Energy company E.ON is the latest to post weak half-year results after the German government decided to dump nuclear power.
Like its rivals, the world’s largest utility in terms of sales has slashed its profit outlook and its dividend
It will cut up to 11,000 jobs in the medium term — 14 percent of its total workforce — as it becomes the latest casualty of Germany’s plan to shut all nuclear plants by 2022.
“We are not immune to negative changes in our markets,” E.ON Chief Executive Johannes Teyssen said.
E.ON — which also cut its dividend to 1.00 euro for 2011, down from 1.30 euros — added the job cuts would primarily affect administrative functions.

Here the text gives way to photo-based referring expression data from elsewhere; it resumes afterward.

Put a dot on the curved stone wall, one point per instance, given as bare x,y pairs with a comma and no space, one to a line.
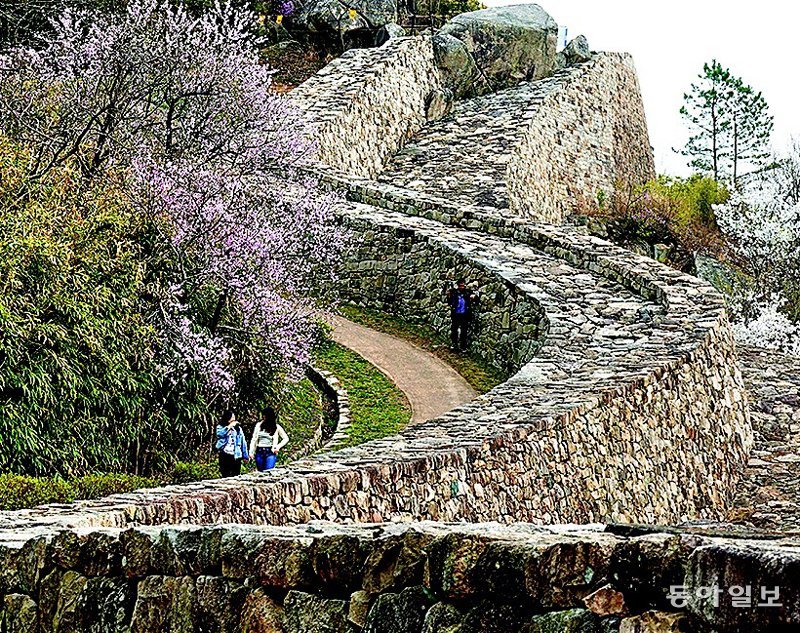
364,105
628,404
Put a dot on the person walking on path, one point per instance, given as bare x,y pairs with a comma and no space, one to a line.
231,445
268,439
461,301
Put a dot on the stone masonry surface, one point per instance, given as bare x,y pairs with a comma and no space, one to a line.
626,404
409,578
538,148
649,386
767,496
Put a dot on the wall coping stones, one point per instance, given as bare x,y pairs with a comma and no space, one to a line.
536,569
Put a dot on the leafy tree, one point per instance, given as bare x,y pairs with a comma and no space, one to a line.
175,114
729,122
762,220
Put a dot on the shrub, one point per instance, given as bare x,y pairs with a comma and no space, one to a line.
185,472
675,212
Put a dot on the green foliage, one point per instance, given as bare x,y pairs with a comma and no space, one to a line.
78,391
378,408
300,414
729,122
20,491
674,212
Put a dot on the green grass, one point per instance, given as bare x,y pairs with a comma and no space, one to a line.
300,415
20,491
478,373
378,408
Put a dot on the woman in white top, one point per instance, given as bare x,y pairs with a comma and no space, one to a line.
268,438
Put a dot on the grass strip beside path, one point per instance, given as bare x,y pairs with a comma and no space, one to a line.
377,407
480,375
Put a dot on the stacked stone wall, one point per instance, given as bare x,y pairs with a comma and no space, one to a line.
364,105
588,136
394,579
639,417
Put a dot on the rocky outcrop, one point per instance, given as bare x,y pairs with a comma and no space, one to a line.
506,44
578,50
335,25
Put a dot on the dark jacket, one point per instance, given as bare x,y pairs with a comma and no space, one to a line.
470,298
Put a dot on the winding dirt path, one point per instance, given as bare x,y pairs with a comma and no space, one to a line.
431,385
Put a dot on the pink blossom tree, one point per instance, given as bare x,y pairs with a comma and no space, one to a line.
179,111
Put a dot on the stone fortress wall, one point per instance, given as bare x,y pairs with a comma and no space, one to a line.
626,405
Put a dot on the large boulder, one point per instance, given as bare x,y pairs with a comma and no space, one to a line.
507,44
457,67
334,24
578,50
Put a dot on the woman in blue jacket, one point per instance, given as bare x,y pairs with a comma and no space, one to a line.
231,445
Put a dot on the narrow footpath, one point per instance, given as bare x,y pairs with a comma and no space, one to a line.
431,385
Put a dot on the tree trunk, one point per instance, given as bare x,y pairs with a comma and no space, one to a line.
215,319
735,147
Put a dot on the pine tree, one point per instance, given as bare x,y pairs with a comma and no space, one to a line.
729,122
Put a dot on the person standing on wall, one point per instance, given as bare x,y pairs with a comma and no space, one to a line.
231,445
268,439
462,303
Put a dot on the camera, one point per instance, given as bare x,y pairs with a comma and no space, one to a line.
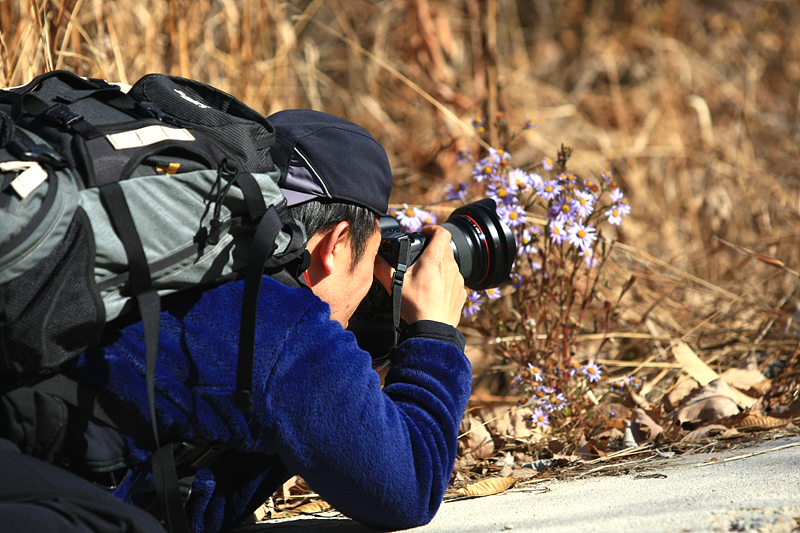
483,246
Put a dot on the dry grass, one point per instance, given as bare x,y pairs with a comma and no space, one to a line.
693,105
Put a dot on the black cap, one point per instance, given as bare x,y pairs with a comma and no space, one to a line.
324,156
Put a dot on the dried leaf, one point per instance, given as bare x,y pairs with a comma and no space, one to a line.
487,487
706,432
712,402
681,390
693,365
312,507
478,440
743,379
753,422
644,428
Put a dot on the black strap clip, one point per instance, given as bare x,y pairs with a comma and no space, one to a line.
67,117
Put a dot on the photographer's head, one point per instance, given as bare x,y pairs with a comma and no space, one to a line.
337,180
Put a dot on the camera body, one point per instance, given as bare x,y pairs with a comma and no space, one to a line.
483,246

The company’s Chief Financial Officer Marcus Schenck also said during a conference call that the company’s profits would not recover in the near term.
“Based on our current financial planning, we expect results in 2012-2014 to be on a much lower level than 2010,” he said.
On Tuesday, peer RWE reported a 40 percent drop in first-half core profit, which it also blamed on the nuclear phase-out that had previously hit smaller energy firms EnBW and Vattenfall.
Analysts are also concerned about E.ON’s heavy net debt — currently at 33.6 billion euros — which it piled up as a result of major acquisitions in recent years, while rating agency S&P has put the company’s credit outlook on negative following the German government’s nuclear exit.